[metrics-bugs] #22983 [Metrics/Library]: Add a Descriptor subinterface and implementation for Tor web server logs

Tor Bug Tracker & Wiki blackhole at torproject.org
Tue Oct 10 14:23:42 UTC 2017


#22983: Add a Descriptor subinterface and implementation for Tor web server logs
-----------------------------+-----------------------------------
 Reporter:  iwakeh           |          Owner:  metrics-team
     Type:  enhancement      |         Status:  needs_revision
 Priority:  Medium           |      Milestone:  metrics-lib 2.2.0
Component:  Metrics/Library  |        Version:
 Severity:  Normal           |     Resolution:
 Keywords:  metrics-2017     |  Actual Points:
Parent ID:                   |         Points:
 Reviewer:                   |        Sponsor:
-----------------------------+-----------------------------------

Comment (by iwakeh):

 Replying to [comment:44 karsten]:
 > Alright, here's what I found:

 Thanks for the detailed review!

 >
 > Commit c6c805c looks trivially correct. It comes a bit out of nowhere,
 so may you could add a remark to the commit message of future commits like
 this saying why you're making this change now. Like, did it violate a
 checkstyle rule? And was this the only place that was lacking a space? In
 any case, ready to merge this one.

 The misterious space results from a rule we don't have for spaces between
 cast operator and variable.  I made the usage in this file consistent by
 adding the space as [https://gitweb.torproject.org/user/iwakeh/metrics-
 lib.git/tree/src/main/java/org/torproject/descriptor/impl/KeyValueMap.java?h=task-22983-3&id=6b8de66d171dd85d8244a7d326ca436ce68e0d78#n57
 the earlier cast] did have one.  But, we should add a checkstyle rule to
 make it consistent everywhere; I don't have a preference with or without
 space is fine.

 >
 > Commit 3b426bf contains a couple of code style violations: the summary
 fragment should describe the package and not be a warning; the summary
 fragment is not supposed to contain markup like <h1>; there needs to be an
 empty line before the next <p>; and the line starting with
 "descriptors.</p>" is wrongly indented. I'm providing some tweaks in a
 fixup commit. Please review and tweak further as needed.

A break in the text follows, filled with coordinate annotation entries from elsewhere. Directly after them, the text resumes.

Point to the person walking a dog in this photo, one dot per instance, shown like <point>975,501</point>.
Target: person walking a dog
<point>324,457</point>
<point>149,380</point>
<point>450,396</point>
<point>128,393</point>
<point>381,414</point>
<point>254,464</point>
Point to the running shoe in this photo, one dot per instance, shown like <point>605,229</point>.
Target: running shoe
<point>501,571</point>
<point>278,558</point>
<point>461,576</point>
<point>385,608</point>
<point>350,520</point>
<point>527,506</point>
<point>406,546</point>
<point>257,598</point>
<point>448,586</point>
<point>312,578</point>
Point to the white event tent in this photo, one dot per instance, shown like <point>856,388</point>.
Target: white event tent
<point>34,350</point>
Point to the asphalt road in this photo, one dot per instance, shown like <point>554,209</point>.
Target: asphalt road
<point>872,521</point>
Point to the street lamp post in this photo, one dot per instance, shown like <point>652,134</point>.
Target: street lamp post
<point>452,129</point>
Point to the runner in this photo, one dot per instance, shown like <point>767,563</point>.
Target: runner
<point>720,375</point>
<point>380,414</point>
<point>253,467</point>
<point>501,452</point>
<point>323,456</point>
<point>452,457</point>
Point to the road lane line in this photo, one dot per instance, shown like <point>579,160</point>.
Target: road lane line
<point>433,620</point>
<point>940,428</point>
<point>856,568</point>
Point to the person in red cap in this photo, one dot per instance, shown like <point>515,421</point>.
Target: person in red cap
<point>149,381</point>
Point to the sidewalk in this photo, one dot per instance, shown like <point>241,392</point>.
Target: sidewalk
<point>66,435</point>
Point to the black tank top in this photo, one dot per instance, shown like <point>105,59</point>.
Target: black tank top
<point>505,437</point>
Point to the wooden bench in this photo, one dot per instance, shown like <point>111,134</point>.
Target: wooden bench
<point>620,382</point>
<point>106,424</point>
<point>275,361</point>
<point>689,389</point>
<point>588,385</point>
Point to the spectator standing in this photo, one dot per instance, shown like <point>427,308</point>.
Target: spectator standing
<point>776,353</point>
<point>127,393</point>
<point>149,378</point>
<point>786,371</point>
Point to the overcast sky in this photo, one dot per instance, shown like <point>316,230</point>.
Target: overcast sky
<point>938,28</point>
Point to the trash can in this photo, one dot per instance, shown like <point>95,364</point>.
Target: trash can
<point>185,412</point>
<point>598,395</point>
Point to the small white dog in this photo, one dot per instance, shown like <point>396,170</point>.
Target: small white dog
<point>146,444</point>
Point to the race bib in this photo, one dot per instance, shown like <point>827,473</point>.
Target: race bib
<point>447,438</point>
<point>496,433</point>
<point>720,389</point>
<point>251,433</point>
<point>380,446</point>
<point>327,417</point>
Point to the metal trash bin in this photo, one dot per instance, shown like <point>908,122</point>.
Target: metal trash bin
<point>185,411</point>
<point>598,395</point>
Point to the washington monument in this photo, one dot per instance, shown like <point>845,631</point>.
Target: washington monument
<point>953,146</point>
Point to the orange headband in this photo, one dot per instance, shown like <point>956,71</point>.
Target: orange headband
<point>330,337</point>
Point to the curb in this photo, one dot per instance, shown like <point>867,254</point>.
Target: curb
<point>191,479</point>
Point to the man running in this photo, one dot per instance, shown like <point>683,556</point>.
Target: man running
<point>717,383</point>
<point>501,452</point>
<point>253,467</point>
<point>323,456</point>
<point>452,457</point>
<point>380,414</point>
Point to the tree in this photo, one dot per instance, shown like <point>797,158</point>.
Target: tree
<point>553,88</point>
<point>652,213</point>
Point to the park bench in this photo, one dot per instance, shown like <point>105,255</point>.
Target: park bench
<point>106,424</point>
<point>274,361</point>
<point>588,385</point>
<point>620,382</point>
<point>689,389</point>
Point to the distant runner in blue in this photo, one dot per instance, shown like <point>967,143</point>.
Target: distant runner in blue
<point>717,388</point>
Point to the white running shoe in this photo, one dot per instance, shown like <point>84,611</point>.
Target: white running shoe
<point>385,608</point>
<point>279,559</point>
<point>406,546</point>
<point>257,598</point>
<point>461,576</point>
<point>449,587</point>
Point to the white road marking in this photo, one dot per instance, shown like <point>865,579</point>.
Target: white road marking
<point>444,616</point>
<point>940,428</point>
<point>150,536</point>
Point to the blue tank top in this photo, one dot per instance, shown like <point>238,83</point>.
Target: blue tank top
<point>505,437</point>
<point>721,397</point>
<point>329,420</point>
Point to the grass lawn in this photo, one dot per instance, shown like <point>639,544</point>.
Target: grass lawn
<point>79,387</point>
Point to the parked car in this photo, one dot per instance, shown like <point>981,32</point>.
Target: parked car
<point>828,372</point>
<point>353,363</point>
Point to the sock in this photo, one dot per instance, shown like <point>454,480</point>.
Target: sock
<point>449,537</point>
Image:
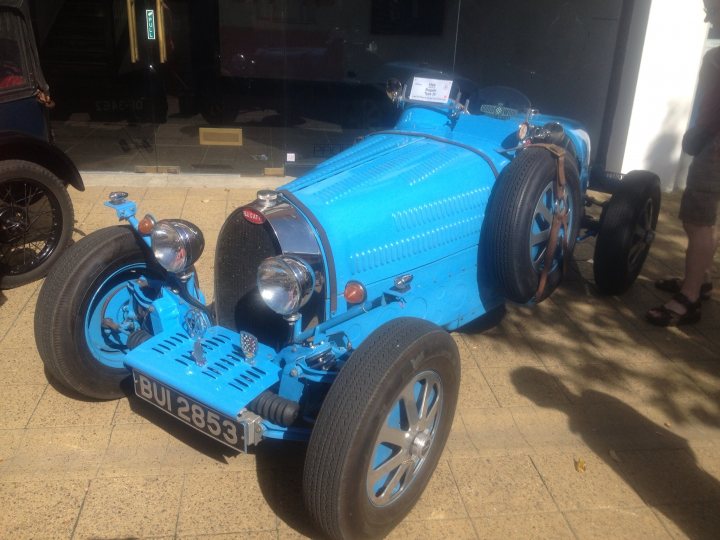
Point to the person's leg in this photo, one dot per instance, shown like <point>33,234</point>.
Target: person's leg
<point>698,259</point>
<point>698,212</point>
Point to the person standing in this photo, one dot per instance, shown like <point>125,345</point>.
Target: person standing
<point>701,199</point>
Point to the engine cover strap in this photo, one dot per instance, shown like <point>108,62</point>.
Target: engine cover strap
<point>560,218</point>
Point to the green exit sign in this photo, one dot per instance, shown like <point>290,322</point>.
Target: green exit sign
<point>150,18</point>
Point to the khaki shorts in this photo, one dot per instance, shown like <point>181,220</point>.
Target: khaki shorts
<point>699,207</point>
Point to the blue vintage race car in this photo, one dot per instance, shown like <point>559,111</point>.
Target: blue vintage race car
<point>335,293</point>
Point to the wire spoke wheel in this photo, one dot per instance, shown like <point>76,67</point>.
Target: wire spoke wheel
<point>31,224</point>
<point>36,219</point>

 These seem fine.  Thanks for fixing them and rewording the javadoc.

 >
 > Commit 7822a27 has several issues that require several fixup commits
 and/or discussion:
 >  - My commit e4d6e90 in my task-22983-4 branch contains a bunch of
 whitespace fixes and other trivial tweaks which I believe are mostly
 oversights. (Unless they are not, in which case see the next item.)

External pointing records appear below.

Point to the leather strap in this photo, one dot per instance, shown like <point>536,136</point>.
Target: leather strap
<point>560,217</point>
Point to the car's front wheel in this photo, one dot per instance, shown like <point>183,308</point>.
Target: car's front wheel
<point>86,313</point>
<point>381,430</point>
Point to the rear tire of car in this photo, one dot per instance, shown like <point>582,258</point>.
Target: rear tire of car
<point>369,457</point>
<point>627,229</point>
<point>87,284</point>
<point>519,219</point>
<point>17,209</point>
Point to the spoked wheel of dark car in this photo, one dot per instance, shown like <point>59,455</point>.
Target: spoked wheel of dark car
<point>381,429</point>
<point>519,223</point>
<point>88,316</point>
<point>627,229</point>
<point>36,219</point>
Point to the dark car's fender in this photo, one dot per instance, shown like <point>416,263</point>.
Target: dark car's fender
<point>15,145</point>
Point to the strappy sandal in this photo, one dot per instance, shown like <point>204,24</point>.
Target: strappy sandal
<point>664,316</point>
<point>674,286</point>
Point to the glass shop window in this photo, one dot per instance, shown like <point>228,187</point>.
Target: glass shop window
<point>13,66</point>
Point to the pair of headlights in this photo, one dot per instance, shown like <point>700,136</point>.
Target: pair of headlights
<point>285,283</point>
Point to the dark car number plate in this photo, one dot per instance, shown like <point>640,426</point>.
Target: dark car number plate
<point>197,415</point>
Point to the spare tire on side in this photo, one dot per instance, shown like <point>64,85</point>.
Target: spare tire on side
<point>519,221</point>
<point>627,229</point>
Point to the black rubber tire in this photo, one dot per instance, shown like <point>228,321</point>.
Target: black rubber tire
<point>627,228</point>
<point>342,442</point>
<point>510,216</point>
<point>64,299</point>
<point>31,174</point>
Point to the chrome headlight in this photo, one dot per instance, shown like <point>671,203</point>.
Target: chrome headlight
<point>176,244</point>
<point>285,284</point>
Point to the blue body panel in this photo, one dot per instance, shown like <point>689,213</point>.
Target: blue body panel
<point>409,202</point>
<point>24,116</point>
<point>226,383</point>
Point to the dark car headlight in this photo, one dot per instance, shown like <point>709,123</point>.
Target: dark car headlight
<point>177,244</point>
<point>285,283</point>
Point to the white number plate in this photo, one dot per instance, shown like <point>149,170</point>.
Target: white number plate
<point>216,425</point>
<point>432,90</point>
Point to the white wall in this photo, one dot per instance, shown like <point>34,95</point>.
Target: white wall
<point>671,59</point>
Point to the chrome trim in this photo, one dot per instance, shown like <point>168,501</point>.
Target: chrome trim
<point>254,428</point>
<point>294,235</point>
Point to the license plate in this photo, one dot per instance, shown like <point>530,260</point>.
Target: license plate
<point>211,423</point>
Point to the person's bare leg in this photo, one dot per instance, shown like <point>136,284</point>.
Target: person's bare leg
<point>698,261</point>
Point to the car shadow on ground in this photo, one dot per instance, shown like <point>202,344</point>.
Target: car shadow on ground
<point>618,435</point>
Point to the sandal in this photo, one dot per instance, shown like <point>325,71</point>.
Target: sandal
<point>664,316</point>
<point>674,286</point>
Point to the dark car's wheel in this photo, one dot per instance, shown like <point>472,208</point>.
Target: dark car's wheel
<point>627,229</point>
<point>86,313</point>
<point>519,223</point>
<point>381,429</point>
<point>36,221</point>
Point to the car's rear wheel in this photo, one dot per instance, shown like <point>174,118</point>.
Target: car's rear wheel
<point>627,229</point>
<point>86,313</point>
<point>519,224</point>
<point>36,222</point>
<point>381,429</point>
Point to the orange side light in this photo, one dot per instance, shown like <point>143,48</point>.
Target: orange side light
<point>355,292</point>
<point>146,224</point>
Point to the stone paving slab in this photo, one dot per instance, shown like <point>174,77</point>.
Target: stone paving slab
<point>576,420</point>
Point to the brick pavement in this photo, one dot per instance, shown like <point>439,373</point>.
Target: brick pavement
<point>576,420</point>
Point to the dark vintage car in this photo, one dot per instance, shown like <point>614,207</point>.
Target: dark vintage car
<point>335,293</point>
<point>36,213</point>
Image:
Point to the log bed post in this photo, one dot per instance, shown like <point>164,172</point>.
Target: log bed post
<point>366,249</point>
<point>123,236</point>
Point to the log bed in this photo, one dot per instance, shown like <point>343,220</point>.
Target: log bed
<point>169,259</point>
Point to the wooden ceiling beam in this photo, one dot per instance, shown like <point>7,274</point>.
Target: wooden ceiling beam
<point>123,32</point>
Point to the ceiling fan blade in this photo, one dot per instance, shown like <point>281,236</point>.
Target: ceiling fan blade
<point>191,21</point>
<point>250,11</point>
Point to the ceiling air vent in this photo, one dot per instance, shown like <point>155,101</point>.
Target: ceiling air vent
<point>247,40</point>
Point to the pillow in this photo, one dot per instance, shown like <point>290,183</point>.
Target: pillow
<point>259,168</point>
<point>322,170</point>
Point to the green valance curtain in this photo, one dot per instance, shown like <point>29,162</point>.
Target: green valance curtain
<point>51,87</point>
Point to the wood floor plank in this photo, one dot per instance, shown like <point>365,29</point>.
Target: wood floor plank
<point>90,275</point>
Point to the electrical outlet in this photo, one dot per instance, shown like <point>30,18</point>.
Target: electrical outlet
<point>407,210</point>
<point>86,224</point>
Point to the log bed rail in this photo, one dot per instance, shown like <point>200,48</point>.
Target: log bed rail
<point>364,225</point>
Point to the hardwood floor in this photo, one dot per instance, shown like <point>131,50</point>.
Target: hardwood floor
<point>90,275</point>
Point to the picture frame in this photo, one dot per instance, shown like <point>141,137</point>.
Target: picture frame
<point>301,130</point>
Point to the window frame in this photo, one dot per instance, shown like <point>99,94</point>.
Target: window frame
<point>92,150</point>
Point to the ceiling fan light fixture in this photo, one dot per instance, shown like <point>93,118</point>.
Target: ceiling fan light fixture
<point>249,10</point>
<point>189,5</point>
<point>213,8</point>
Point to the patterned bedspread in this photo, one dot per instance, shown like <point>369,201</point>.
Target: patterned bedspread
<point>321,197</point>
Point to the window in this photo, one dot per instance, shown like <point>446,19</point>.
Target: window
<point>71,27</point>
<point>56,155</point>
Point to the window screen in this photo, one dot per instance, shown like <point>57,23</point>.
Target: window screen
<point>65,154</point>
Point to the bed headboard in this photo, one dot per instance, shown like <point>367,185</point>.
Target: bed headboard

 I think the javadoc reformulations are fine.  Some tweaks are in my new
 branch.
 I also agree to the other few tweaks to the code or came up with something
 else, which I added in tiny fixup commits to make reviewing easier
 (hopefully)

 >  - My commit 664f540 is a mix of suggestions and tweaks. Some of the
 tweaks are an attempt to make your code fit better into existing code,
 which is either based on our style guide or on implicit conventions in
 existing code for which we don't have a written style guide yet. Please
 review that commit carefully. If you believe that some of these are non-
 issues, let's discuss that. I'm not saying that anything or anyone is
 wrong, I'm just trying to keep (heh, or make?) the overall code base as
 readable as possible and at the same time make future review processes
 even smoother.

 Ok, things should match the old code base, but at the same time evolve to
 the better, or be modernized.
 I admid that I have a knack for terse variable names (just two letters
 seem verbose sometimes ;-) but you're right in some cases, thanks for
 fixing.
 I'd say there are also very many non-issues here, which I know are
 different in the existing older code base, but seem to make the code less
 readable to me, when I started to become familiar with the old codebase.
 For example, there are almost line filling variable names (not in this
 patch) that differ only in one to five letters.  And there is the word
 'Descriptor' all over, which often feels like cluttering when reading the
 code for the first time.  The following is an example:
 (all following diffs are from the 664f540 commit)

 {{{
 -  public static List<Descriptor> parse(byte[] raw, File file)
 ...
 +  public static List<Descriptor> parse(byte[] rawDescriptorBytes,
 +      File descriptorFile) ...
 }}}

 Maybe, 'raw' alone is too terse, but 'rawBytes' seems fine whereas in
 'rawDescriptorBytes' the word part 'Descriptor' overwhelms the important
 information.  The method 'parse' receives raw bytes and tries to find a
 descriptor.

 Here some other examples from the current patch&fixup round (we could
 recycle them for the guide lines, so I try to be verbose):

 Renaming of isValid, here:
 {{{
 -    public boolean isValid(String line);
 +    public boolean validateLine(String line);
 }}}

 makes the code less readable.  For example:

 {{{
 -          -> null != line && !line.isEmpty() && !validator.isValid(line))
   ...
 +          -> null != line && !line.isEmpty() &&
 !validator.validateLine(line))
 }}}

 `validateLine` doesn't say that the result of the validation is returned
 (as a boolean).  In addition, `isValid(line)` is more 'readable' as it
 'translates' (e.g., read aloud) to "is valid line",  whereas
 `validateLine(line)` results in "validate line line", which even without
 the duplication of line doesn't hint what happens.  Similarly,
 `sanitizeLine(line)` vs. `sanitize(line)` (where I had `clean(line)`
 initially, but I don't mind the renaming) and `postProcessLines(lines)`
 vs. `postProcessing(lines)`.

 Why rename `logBytes` to `rawDescriptorBytes`?  `logBytes` seems fine in a
 log descriptor
 implementation.  If I read this code for a first time I would wonder if
 `rawDescriptorBytes`
 is inherited because of its generic name.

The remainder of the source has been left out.